Introduction: Heart failure with preserved ejection fraction (HFpEF) is a disease of advanced aging that disproportionately affects women. Diastolic function changes with age and it is unknown if gender-related differences in progression exist. Understanding ages at which parameters of vascular and diastolic function diverge may provide insight into the differential risk of HFpEF between genders. Methods: Sedentary but healthy non-obese subjects aged 20-90 (n=178, 58% female; avg age 56 ± 13 yrs) underwent measures of pulmonary capillary wedge pressure (PCWP; right heart catheterization), blood pressure and cardiac output (acetylene rebreathe). Diastolic function was assessed by Doppler echocardiogram. A generalized linear model was used to estimate effects of age for each measured hemodynamic parameter as a function of gender. Results: Across age, women had higher systolic blood pressure (SBP) (age*gender p=0.025, age p<0.001) and total peripheral resistance (TPR) (age*gender p=0.053, age p<0.001). Changes in TPR were apparent at age 26 while SBP diverged at age 55. (Figure) Women had slower early diastolic recoil (e’) (age*gender p<0.001) starting at age 55. While E wave velocity was lower in women, age-related decline was similar to men.
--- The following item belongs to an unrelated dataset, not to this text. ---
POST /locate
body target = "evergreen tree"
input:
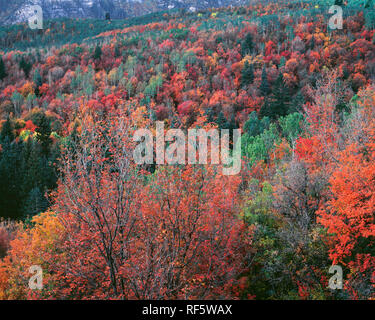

E/e’ was higher in women (age*gender p=0.007) and diverged at a young age (28). PCWP declined with age similarly in both men and women. Systolic velocity (s’) declined in early middle age (42) in women (age*gender p=0.007, age p=0.002). Conclusions: Women experience greater changes in cardiac and vascular function with age than men. The age at which these parameters diverge differs, with evidence for decline in vascular function and cardiac contractility occurring at young ages in women while changes in SBP and diastolic recoil occur after age 55. Understanding lifestyle and hormonal factors that influence these differences may help elucidate HFpEF risk factors that are modifiable and serve as a target for therapy.